Why the interest in these files? Let us go a bit back in time to the 15th of June 2011. That was the day where Lintian 2.5.1 was uploaded to unstable. That version of Lintian had 17 collection scripts[1] for binary packages. So every binary package would have 17 files and there are... over 35 000 binary packages in the Debian archive.
Ouch, so that makes about 595 000 files if we use this on all binary packages on the archive. The size of each of those files are about 45 bytes, so that is a total of 25.5 MB for all of these files[2]. So other than the "inode abuse", this is not too bad. A little du -h should confirm this...
$ du -h laboratory/binary/eclipse/.*-* 4.0K laboratory/binary/eclipse/.ar-info-1 4.0K laboratory/binary/eclipse/.bin-pkg-control-1 4.0K laboratory/binary/eclipse/.changelog-file-1 4.0K laboratory/binary/eclipse/.copyright-file-1 4.0K laboratory/binary/eclipse/.debian-readme-1 4.0K laboratory/binary/eclipse/.doc-base-files-1 4.0K laboratory/binary/eclipse/.fields-1 [...]

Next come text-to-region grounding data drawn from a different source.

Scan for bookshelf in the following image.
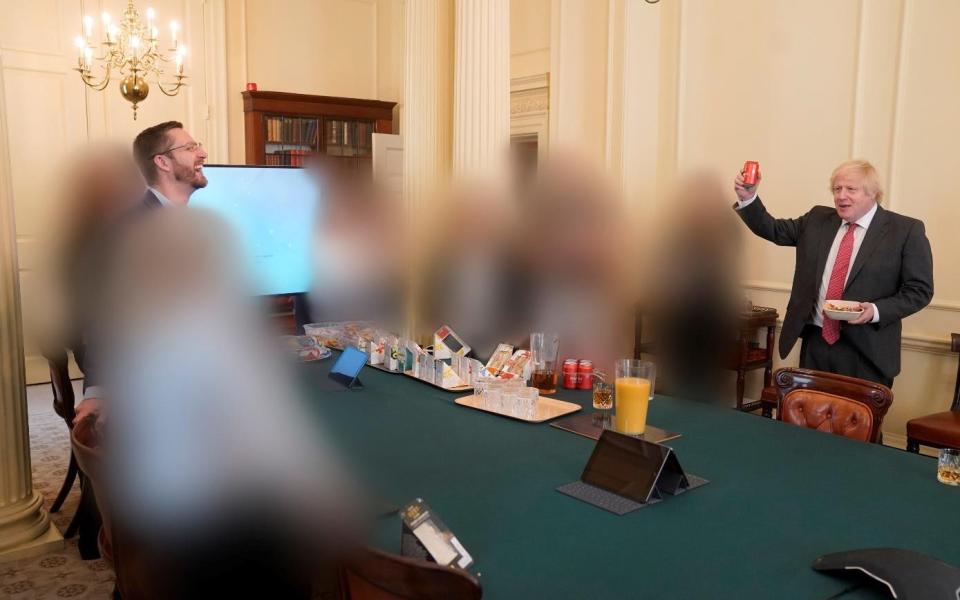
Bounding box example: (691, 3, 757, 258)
(242, 90, 396, 170)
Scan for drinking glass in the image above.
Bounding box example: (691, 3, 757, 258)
(614, 359, 656, 435)
(592, 376, 614, 427)
(519, 387, 540, 420)
(938, 448, 960, 486)
(530, 332, 559, 394)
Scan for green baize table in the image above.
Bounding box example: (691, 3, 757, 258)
(302, 361, 959, 599)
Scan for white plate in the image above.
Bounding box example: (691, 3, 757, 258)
(824, 300, 863, 321)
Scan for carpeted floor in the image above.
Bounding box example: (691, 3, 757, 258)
(0, 382, 115, 599)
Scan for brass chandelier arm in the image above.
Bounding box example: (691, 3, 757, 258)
(156, 77, 187, 97)
(77, 65, 113, 91)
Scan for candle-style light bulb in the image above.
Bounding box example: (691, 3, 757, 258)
(146, 7, 155, 30)
(74, 36, 85, 65)
(108, 24, 118, 43)
(83, 16, 93, 40)
(170, 21, 179, 48)
(176, 45, 186, 73)
(84, 46, 92, 66)
(101, 12, 111, 26)
(130, 35, 141, 50)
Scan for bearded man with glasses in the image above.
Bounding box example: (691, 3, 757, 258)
(73, 121, 209, 424)
(133, 120, 209, 207)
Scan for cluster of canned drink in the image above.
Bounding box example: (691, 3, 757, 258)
(562, 359, 595, 390)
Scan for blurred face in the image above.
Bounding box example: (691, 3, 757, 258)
(832, 171, 876, 222)
(160, 128, 208, 189)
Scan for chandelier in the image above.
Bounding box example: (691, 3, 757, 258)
(73, 0, 187, 119)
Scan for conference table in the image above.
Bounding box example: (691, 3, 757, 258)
(300, 360, 959, 599)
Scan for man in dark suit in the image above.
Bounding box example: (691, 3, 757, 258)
(733, 160, 933, 388)
(74, 121, 208, 422)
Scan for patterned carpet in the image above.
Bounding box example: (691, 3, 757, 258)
(0, 383, 115, 599)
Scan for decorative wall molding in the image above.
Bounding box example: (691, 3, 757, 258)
(510, 72, 549, 158)
(763, 318, 952, 356)
(511, 94, 548, 115)
(743, 279, 960, 314)
(510, 73, 549, 115)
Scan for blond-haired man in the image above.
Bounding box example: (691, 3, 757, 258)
(733, 160, 933, 388)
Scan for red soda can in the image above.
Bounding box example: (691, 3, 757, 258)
(562, 359, 579, 389)
(577, 360, 594, 390)
(742, 161, 759, 185)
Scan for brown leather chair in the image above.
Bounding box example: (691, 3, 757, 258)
(340, 546, 482, 600)
(779, 389, 875, 442)
(764, 368, 893, 443)
(906, 333, 960, 453)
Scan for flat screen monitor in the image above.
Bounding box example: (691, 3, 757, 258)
(190, 165, 319, 296)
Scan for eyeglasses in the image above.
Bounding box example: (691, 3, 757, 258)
(155, 141, 203, 156)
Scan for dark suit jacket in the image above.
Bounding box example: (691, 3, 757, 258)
(735, 197, 933, 380)
(75, 189, 162, 393)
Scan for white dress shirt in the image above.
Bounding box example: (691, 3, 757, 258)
(736, 194, 880, 325)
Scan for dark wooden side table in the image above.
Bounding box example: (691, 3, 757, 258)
(730, 306, 779, 412)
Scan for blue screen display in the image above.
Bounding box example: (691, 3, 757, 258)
(190, 166, 320, 296)
(331, 347, 368, 381)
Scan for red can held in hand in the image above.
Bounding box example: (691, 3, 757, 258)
(742, 161, 760, 185)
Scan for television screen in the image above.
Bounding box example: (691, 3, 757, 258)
(190, 165, 320, 296)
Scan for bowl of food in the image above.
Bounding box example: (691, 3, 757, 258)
(824, 300, 864, 321)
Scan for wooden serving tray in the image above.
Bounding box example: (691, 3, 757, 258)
(455, 394, 581, 423)
(403, 370, 474, 393)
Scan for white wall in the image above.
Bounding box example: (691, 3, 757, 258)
(225, 0, 404, 163)
(0, 0, 227, 383)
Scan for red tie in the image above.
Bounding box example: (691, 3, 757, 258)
(822, 223, 858, 345)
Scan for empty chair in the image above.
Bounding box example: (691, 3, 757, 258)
(763, 368, 893, 443)
(906, 333, 960, 453)
(780, 389, 875, 442)
(339, 546, 482, 600)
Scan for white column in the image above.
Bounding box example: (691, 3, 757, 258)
(549, 0, 610, 166)
(403, 0, 454, 208)
(402, 0, 454, 338)
(452, 0, 510, 181)
(0, 60, 62, 563)
(606, 0, 679, 206)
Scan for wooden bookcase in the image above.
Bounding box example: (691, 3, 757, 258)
(242, 90, 396, 170)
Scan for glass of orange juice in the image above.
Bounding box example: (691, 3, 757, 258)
(614, 359, 656, 435)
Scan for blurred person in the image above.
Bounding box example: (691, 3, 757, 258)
(422, 184, 528, 360)
(733, 160, 933, 387)
(94, 209, 359, 599)
(643, 173, 742, 403)
(307, 162, 403, 331)
(74, 120, 208, 423)
(32, 143, 145, 559)
(39, 143, 145, 362)
(519, 154, 635, 372)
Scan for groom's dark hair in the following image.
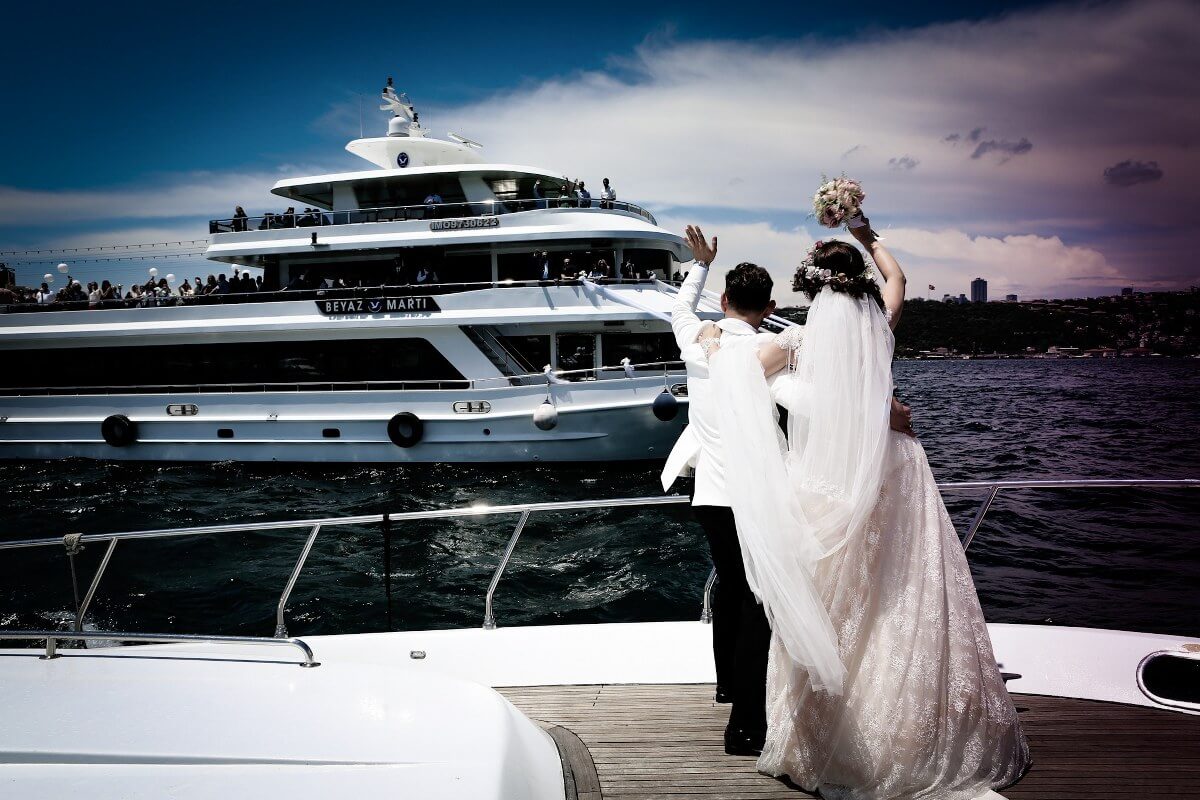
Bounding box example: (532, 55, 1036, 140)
(724, 263, 774, 312)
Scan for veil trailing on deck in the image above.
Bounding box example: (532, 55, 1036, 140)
(786, 288, 895, 559)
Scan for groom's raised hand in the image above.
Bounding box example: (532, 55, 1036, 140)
(685, 225, 718, 266)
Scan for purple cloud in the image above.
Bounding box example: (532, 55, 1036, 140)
(943, 133, 961, 143)
(971, 137, 1033, 161)
(889, 155, 919, 170)
(1102, 160, 1164, 187)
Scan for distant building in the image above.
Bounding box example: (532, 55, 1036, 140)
(942, 293, 954, 303)
(957, 293, 969, 304)
(971, 277, 987, 303)
(1005, 294, 1018, 302)
(1121, 287, 1134, 296)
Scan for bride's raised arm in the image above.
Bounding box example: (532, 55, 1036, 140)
(849, 217, 906, 329)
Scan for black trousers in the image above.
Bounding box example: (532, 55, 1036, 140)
(693, 504, 770, 734)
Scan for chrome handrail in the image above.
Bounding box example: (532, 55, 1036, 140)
(0, 630, 319, 667)
(0, 276, 674, 316)
(0, 480, 1194, 635)
(0, 361, 687, 397)
(208, 198, 658, 233)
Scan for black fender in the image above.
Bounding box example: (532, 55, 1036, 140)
(387, 412, 424, 447)
(101, 414, 138, 447)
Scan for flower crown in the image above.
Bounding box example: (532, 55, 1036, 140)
(792, 240, 879, 296)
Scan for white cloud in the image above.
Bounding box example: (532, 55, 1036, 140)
(658, 213, 1121, 304)
(2, 1, 1196, 298)
(431, 0, 1198, 294)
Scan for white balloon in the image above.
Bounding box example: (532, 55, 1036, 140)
(148, 267, 159, 277)
(165, 273, 176, 283)
(43, 273, 54, 283)
(56, 263, 69, 273)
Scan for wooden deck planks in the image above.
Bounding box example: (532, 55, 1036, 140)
(499, 684, 1200, 799)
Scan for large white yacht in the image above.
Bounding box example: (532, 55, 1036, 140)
(0, 79, 720, 463)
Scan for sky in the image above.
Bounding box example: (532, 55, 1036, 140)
(0, 0, 1196, 303)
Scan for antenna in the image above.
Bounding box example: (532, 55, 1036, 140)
(448, 132, 483, 149)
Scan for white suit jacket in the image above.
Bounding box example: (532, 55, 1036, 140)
(660, 264, 774, 507)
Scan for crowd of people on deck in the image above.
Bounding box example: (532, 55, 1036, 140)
(0, 270, 271, 308)
(0, 175, 657, 309)
(222, 176, 617, 232)
(227, 206, 331, 231)
(528, 250, 649, 282)
(531, 177, 617, 209)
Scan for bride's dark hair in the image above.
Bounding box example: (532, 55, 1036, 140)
(792, 240, 884, 308)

Whaaa... oh - the file system uses a block-size of 4K bytes, so I guess we have to pay a full block for these files. Let's see what that gives, 595 000 times 4 kB is ... 2.27 GB...
Oops!
That was in the (not too distant) past. About a month later (12th of July), the code creating these files are refactored into:
sub _mark_coll_finished { my ($self, $collname, $collver) = @_; # In the "old days" we would also write the Lintian version and the time # stamp in these files, but since we never read them it seems like overkill. # - for the timestamp we could use the mtime of the file anyway return touch_file "$self->{base_dir}/.$collname-$collver"; }
This turns out to be a very space-saving change if we ask du -h:
$ du -h laboratory/binary/lintian/.*-* 0 laboratory/binary/lintian/.ar-info-1 0 laboratory/binary/lintian/.bin-pkg-control-1 0 laboratory/binary/lintian/.changelog-file-1 0 laboratory/binary/lintian/.copyright-file-1 0 laboratory/binary/lintian/.debian-readme-1 0 laboratory/binary/lintian/.doc-base-files-1 [...]

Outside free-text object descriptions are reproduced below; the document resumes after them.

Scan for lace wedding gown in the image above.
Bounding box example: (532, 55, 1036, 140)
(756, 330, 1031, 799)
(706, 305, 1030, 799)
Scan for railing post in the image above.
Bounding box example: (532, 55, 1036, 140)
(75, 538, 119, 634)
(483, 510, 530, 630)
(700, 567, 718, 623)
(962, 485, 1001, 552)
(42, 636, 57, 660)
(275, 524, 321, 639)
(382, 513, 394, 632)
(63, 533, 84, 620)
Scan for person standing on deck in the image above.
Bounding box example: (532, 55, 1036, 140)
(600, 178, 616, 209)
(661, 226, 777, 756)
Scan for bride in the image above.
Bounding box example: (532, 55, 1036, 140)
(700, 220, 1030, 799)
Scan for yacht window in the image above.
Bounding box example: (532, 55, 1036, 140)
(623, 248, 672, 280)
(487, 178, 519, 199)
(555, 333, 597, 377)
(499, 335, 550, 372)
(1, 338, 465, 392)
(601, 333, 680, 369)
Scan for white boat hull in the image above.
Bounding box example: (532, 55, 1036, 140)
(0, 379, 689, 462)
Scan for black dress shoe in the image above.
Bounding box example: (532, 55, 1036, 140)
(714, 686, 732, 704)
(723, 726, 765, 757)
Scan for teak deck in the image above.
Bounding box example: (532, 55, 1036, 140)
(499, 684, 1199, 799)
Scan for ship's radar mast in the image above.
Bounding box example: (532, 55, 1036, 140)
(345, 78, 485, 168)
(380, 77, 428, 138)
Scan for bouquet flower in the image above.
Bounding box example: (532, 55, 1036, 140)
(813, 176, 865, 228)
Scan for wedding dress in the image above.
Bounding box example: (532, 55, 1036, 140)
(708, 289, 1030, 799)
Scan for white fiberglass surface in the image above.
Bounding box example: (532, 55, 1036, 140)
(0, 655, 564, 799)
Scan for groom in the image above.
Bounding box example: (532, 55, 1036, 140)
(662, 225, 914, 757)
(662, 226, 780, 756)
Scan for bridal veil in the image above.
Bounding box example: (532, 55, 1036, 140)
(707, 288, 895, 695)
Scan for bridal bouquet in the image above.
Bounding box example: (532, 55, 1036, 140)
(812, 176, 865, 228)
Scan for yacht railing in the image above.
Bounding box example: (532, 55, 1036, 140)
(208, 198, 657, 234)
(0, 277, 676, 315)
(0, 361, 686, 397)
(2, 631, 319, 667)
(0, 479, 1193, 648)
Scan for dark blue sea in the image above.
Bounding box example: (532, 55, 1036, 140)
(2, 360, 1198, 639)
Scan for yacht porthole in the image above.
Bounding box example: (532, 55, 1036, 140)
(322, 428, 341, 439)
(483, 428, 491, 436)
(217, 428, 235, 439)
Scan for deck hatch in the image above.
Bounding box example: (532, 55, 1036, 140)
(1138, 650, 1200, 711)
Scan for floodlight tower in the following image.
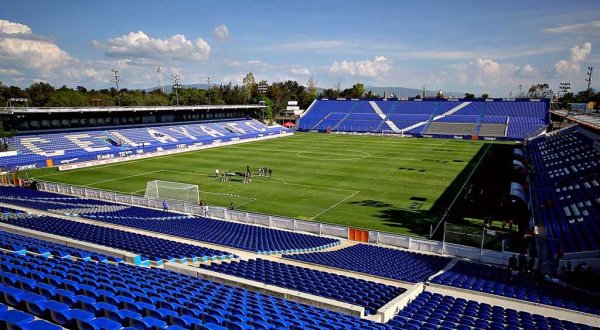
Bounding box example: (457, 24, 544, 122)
(171, 74, 182, 106)
(111, 68, 122, 106)
(206, 76, 212, 104)
(586, 66, 593, 91)
(156, 66, 164, 93)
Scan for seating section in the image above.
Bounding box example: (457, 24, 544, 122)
(527, 127, 600, 253)
(200, 259, 404, 315)
(0, 214, 235, 264)
(0, 186, 340, 253)
(284, 244, 449, 282)
(388, 291, 595, 330)
(77, 206, 190, 220)
(0, 304, 62, 330)
(0, 186, 124, 211)
(80, 215, 339, 254)
(431, 261, 600, 315)
(0, 251, 389, 330)
(300, 99, 548, 139)
(1, 119, 288, 171)
(0, 226, 122, 263)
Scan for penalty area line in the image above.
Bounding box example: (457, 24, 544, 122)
(82, 170, 162, 187)
(310, 190, 360, 220)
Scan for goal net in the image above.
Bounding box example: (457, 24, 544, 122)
(144, 180, 199, 204)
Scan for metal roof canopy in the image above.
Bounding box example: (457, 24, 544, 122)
(0, 104, 267, 115)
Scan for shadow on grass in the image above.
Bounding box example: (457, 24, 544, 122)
(351, 142, 493, 237)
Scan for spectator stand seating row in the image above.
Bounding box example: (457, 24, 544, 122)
(0, 225, 123, 264)
(284, 244, 450, 283)
(0, 186, 340, 255)
(200, 258, 405, 315)
(527, 126, 600, 254)
(0, 250, 390, 330)
(1, 119, 290, 171)
(430, 261, 600, 316)
(0, 211, 236, 266)
(387, 291, 595, 330)
(299, 99, 549, 140)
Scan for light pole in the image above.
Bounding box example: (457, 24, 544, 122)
(586, 66, 593, 91)
(171, 74, 181, 106)
(258, 82, 268, 122)
(111, 68, 121, 106)
(156, 66, 164, 93)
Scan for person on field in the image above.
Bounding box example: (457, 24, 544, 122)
(228, 202, 235, 210)
(162, 199, 169, 211)
(268, 168, 272, 178)
(215, 168, 219, 178)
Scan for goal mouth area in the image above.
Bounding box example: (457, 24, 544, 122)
(144, 180, 200, 205)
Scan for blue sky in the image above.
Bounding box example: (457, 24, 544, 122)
(1, 0, 599, 95)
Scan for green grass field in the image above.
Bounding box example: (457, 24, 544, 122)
(27, 133, 489, 236)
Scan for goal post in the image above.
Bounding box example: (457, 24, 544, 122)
(380, 129, 405, 137)
(144, 180, 199, 204)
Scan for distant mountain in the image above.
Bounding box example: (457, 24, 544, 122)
(364, 86, 464, 98)
(144, 84, 464, 98)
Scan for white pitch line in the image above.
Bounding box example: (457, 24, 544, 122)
(235, 198, 257, 207)
(310, 190, 360, 220)
(159, 169, 354, 192)
(82, 170, 162, 187)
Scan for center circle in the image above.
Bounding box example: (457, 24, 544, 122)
(296, 150, 370, 161)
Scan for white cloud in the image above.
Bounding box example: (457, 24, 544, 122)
(0, 19, 112, 87)
(93, 31, 211, 61)
(290, 67, 311, 75)
(453, 58, 538, 89)
(0, 67, 24, 76)
(212, 25, 229, 42)
(476, 59, 501, 77)
(226, 59, 268, 70)
(267, 39, 350, 52)
(0, 19, 73, 80)
(329, 56, 391, 77)
(544, 20, 600, 34)
(553, 42, 592, 75)
(515, 64, 537, 78)
(220, 73, 245, 85)
(0, 19, 31, 35)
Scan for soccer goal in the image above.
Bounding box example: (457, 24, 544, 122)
(144, 180, 199, 204)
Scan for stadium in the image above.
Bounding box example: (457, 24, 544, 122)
(0, 2, 600, 330)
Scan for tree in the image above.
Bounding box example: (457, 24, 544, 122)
(242, 72, 256, 103)
(348, 83, 365, 98)
(320, 88, 340, 99)
(26, 82, 55, 107)
(464, 93, 475, 99)
(365, 90, 380, 98)
(44, 89, 88, 107)
(0, 120, 17, 139)
(307, 76, 318, 95)
(481, 93, 489, 99)
(528, 83, 553, 98)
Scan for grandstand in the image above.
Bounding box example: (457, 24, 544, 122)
(0, 101, 598, 330)
(299, 98, 549, 140)
(526, 125, 600, 255)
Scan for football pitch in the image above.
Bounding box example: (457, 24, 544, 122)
(27, 133, 490, 236)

Existing files are not emptied, so we still have some old non-empty files left on lintian.d.o. Nevertheless that was the "nice story" about "the side effect of being lazy sometimes reduces space waste"[3].

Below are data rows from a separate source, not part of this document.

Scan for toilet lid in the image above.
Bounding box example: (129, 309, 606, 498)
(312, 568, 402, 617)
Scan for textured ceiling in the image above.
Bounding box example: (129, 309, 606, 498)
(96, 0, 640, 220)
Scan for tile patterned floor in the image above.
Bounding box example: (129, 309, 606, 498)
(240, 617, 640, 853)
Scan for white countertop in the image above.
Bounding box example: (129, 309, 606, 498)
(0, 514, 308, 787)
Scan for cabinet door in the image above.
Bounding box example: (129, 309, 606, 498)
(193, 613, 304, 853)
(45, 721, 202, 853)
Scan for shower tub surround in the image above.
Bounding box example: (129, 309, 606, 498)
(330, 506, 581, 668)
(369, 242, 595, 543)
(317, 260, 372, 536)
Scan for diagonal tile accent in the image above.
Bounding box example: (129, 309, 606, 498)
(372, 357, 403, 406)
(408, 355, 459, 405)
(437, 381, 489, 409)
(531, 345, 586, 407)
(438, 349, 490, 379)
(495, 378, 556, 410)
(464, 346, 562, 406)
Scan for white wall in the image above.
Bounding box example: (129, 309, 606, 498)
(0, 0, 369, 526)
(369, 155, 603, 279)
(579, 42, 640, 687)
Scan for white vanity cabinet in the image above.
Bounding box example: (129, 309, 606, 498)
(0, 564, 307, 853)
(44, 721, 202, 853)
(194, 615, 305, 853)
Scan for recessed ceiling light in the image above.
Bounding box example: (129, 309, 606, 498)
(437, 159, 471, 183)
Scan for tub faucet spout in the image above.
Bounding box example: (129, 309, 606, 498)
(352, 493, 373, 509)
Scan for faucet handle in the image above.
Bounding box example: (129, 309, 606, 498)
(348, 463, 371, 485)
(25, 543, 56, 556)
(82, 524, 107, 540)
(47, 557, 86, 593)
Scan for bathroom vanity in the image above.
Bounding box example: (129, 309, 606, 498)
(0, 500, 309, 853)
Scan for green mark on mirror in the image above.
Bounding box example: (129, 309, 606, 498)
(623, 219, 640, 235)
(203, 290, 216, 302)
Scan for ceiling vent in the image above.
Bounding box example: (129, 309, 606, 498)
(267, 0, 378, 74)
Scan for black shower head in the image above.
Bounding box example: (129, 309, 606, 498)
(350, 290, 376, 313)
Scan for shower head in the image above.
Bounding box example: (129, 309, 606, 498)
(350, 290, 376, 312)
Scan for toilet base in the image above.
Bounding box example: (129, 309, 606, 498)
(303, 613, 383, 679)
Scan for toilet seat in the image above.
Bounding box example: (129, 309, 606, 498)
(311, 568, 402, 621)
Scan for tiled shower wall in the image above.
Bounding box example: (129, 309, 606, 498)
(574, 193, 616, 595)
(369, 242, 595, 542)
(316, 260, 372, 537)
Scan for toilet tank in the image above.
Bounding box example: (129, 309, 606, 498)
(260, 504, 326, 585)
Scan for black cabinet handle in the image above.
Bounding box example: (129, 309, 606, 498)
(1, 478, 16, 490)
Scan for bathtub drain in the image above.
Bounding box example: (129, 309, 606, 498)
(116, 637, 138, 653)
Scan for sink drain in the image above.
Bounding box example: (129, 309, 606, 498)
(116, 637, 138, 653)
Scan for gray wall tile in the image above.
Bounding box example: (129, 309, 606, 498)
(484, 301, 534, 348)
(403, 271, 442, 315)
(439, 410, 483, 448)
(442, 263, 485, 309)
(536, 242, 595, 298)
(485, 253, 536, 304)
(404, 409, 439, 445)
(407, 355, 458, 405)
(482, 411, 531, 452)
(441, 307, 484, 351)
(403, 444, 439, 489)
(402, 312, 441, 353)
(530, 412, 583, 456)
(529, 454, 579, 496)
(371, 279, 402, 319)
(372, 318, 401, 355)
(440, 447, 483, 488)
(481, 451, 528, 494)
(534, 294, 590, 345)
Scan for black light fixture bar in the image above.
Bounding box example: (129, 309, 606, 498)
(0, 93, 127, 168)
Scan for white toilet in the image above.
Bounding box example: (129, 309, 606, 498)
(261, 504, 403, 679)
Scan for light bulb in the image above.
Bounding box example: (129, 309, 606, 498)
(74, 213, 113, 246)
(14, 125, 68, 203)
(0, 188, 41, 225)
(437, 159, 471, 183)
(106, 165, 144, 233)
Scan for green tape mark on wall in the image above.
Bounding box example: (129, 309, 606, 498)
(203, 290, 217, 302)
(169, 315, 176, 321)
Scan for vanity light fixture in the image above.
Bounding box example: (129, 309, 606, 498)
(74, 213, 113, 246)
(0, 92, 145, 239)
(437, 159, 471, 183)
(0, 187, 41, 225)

But we have another "number" problem. If you grep for "Too many links" in the lintian.log from lintian.d.o you should see:
$ grep -i "too many links" logs/lintian.log mkdir: cannot create directory `/srv/lintian.debian.org/laboratory/binary/aces3': Too many links mkdir: cannot create directory `/srv/lintian.debian.org/laboratory/binary/boinc-cgi-stripchart': Too many links mkdir: cannot create directory `/srv/lintian.debian.org/laboratory/binary/libbrailleutils-java': Too many links mkdir: cannot create directory `/srv/lintian.debian.org/laboratory/binary/libbrailleutils-java-doc': Too many links mkdir: cannot create directory `/srv/lintian.debian.org/laboratory/binary/libclippoly0': Too many links mkdir: cannot create directory `/srv/lintian.debian.org/laboratory/binary/libclippoly-dev': Too many links mkdir: cannot create directory `/srv/lintian.debian.org/laboratory/binary/xul-ext-cookie-monster': Too many links mkdir: cannot create directory `/srv/lintian.debian.org/laboratory/binary/cucumber': Too many links [...] $ grep -i "too many links" logs/lintian.log | wc -l 3274
In the Lintian Laboratory every package is unpacked in a directory based on its type and name (as hinted in the output above). The problem is that ext3 has a limit of the amount sub-directories a directory can have[4]. This limit is just shy of 32 000 and (as a reminder) Debian has over 35 000 binary packages. So a lot of packages are currently not checked on lintian.d.o (#641468).
Footnotes:
[1] Actually it had 18 collections, but one of them are "auto-removed" so it is better not to include it in this case.
[2] Content alone - metadata like permissions and such is ignored.
[3] I admit it was more luck than intention!
[4] The limit comes from the "32 000 hardlink per inode" limitation.